When I set out to do this record I was afraid. I was afraid because I knew that I would have to be willing to give the world the key to my heart, a look into my joys, and a peek into my struggles. I knew that God was calling me to do more than just write songs; He was calling me to honesty. After all, for me music is more of a confession now than it has ever been. I believe that’s what makes it real. That’s why it touches our lives in ways we can’t explain, because we can relate to music and it can relate to us. It tells my stories for me, in a much more elegant presentation than my words give alone.
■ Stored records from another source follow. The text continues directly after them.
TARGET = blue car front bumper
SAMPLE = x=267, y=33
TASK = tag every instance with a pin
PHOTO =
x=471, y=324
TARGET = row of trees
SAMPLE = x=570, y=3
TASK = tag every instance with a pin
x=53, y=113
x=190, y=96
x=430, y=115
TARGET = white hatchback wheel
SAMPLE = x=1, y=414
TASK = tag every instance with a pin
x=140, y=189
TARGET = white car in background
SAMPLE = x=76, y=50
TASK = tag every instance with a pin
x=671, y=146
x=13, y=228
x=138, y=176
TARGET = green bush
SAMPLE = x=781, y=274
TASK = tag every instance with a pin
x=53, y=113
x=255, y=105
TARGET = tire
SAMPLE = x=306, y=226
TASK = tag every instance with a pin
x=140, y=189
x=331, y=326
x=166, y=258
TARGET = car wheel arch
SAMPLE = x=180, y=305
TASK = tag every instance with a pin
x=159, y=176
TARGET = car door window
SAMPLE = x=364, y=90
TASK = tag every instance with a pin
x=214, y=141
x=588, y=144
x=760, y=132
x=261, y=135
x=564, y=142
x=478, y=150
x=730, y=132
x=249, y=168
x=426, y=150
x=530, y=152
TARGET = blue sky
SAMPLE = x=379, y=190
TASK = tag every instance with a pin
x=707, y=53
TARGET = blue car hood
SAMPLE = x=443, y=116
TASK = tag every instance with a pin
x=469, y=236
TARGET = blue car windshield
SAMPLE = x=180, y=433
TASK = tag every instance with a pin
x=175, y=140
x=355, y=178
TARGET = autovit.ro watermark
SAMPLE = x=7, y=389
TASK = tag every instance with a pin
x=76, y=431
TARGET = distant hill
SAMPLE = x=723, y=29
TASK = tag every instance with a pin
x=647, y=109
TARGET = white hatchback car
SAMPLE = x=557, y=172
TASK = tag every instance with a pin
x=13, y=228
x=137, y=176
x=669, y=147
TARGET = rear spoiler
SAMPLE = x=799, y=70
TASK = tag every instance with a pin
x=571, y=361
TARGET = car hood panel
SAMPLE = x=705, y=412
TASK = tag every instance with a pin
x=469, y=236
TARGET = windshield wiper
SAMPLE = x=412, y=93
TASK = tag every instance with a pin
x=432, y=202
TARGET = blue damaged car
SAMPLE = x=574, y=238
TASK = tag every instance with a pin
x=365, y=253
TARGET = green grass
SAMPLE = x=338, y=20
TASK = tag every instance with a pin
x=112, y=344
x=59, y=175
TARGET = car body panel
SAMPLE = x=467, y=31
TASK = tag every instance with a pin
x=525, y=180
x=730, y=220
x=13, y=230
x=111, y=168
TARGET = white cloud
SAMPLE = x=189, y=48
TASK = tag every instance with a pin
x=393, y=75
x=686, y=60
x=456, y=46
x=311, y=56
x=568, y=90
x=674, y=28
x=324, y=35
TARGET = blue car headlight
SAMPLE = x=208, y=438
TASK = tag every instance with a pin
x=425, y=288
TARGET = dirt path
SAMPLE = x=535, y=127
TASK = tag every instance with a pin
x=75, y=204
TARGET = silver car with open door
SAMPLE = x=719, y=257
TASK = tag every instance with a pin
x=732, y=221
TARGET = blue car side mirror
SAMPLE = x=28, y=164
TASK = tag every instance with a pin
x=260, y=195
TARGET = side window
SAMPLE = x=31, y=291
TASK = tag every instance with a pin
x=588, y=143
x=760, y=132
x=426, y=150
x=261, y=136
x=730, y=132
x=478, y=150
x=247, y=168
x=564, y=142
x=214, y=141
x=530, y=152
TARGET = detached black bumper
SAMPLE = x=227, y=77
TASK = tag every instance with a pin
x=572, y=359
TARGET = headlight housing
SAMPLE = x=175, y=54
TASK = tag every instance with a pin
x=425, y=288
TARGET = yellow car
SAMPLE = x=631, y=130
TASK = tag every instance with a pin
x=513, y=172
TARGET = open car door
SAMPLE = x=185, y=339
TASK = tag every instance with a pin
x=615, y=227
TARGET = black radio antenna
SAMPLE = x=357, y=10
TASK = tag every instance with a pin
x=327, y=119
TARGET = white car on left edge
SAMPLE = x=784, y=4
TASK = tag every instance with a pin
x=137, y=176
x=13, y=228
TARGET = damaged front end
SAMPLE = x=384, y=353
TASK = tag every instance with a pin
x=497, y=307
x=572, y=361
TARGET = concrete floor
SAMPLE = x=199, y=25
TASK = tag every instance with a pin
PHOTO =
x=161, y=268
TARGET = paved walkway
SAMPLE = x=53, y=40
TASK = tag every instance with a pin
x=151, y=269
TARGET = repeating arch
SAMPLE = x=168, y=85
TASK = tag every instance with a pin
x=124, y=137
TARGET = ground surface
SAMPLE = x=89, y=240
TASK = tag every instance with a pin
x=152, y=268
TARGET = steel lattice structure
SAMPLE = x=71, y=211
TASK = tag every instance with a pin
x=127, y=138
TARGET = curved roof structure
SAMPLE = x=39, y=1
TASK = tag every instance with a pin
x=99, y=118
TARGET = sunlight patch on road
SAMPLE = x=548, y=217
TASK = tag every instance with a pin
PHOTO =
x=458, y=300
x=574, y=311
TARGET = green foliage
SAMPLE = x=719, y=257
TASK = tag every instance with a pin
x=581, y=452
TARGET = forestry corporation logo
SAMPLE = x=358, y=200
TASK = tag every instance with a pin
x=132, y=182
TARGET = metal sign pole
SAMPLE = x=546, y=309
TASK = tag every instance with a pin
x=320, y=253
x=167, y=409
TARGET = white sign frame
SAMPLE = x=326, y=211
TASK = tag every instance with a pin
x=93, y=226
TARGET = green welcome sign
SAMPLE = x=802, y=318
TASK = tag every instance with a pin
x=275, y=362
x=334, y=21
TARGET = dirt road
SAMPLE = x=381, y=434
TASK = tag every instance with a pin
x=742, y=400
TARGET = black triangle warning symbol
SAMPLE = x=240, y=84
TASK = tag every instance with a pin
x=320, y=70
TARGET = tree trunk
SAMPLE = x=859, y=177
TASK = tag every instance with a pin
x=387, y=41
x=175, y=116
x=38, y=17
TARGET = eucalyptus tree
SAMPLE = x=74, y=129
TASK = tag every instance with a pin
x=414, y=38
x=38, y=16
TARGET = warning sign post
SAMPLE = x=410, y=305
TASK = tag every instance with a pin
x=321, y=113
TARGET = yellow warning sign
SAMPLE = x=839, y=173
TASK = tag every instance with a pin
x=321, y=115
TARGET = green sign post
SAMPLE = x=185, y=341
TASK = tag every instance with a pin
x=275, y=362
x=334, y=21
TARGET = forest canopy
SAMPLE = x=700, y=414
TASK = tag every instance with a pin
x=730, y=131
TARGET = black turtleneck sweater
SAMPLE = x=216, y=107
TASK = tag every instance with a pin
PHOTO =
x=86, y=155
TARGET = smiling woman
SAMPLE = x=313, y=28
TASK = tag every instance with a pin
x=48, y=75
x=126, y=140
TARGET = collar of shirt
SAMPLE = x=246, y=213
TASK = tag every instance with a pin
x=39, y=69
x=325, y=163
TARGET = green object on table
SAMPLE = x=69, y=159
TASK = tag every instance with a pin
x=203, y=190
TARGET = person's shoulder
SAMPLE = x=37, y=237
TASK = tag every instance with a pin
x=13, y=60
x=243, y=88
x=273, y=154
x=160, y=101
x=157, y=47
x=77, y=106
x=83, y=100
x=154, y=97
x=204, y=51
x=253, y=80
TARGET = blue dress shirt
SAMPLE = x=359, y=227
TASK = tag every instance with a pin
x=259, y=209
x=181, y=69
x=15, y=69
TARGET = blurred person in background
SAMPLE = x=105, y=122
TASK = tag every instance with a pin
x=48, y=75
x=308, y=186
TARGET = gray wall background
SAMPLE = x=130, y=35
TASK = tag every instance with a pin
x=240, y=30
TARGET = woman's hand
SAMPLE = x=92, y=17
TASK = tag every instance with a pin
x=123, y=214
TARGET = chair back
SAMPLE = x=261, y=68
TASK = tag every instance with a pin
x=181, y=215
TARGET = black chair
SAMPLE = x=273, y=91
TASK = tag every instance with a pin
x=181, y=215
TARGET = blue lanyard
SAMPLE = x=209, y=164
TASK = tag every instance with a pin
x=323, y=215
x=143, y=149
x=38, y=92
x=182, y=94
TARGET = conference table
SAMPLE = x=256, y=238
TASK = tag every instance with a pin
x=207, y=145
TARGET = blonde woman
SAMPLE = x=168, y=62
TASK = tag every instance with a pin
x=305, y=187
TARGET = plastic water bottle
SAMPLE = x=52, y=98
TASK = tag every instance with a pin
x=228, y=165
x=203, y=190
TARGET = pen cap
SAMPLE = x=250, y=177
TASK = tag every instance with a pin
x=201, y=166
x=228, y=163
Over the past few years I have been…living. I have walked through so many seasons that I felt it would be impossible for me to write without sharing them. My writing was so different seventeen years ago when this all began, not only because I was only thirteen years old, but most importantly, because I hadn’t lived yet. There was a very limited collection of experiences that I could pull from when I signed my first major label record deal at seventeen. Of course as time goes on, that collection grows and matures, but it has never grown as much as it did in these past four years.

And this is only the beginning.

There was definitely a time where I didn’t feel relevant anymore; where I feared that everything I had to say that related to my former audience was gone, and that I was now a wife and a mother and no one would be interested in hearing all about that. God showed me that it meant I had something new to say; rather, He had new things to say through me.

In these past years of living I have been through so much. This album will tell a lot of those stories and I am excited to share them with you all in more depth here on my blog. This first story is one that is very near and dear to my heart. This is a love story about someone I didn’t even know yet. Someone I wasn’t sure would ever come into my life, but when she did I was changed forever. This is the story of the season that brought us our little girl.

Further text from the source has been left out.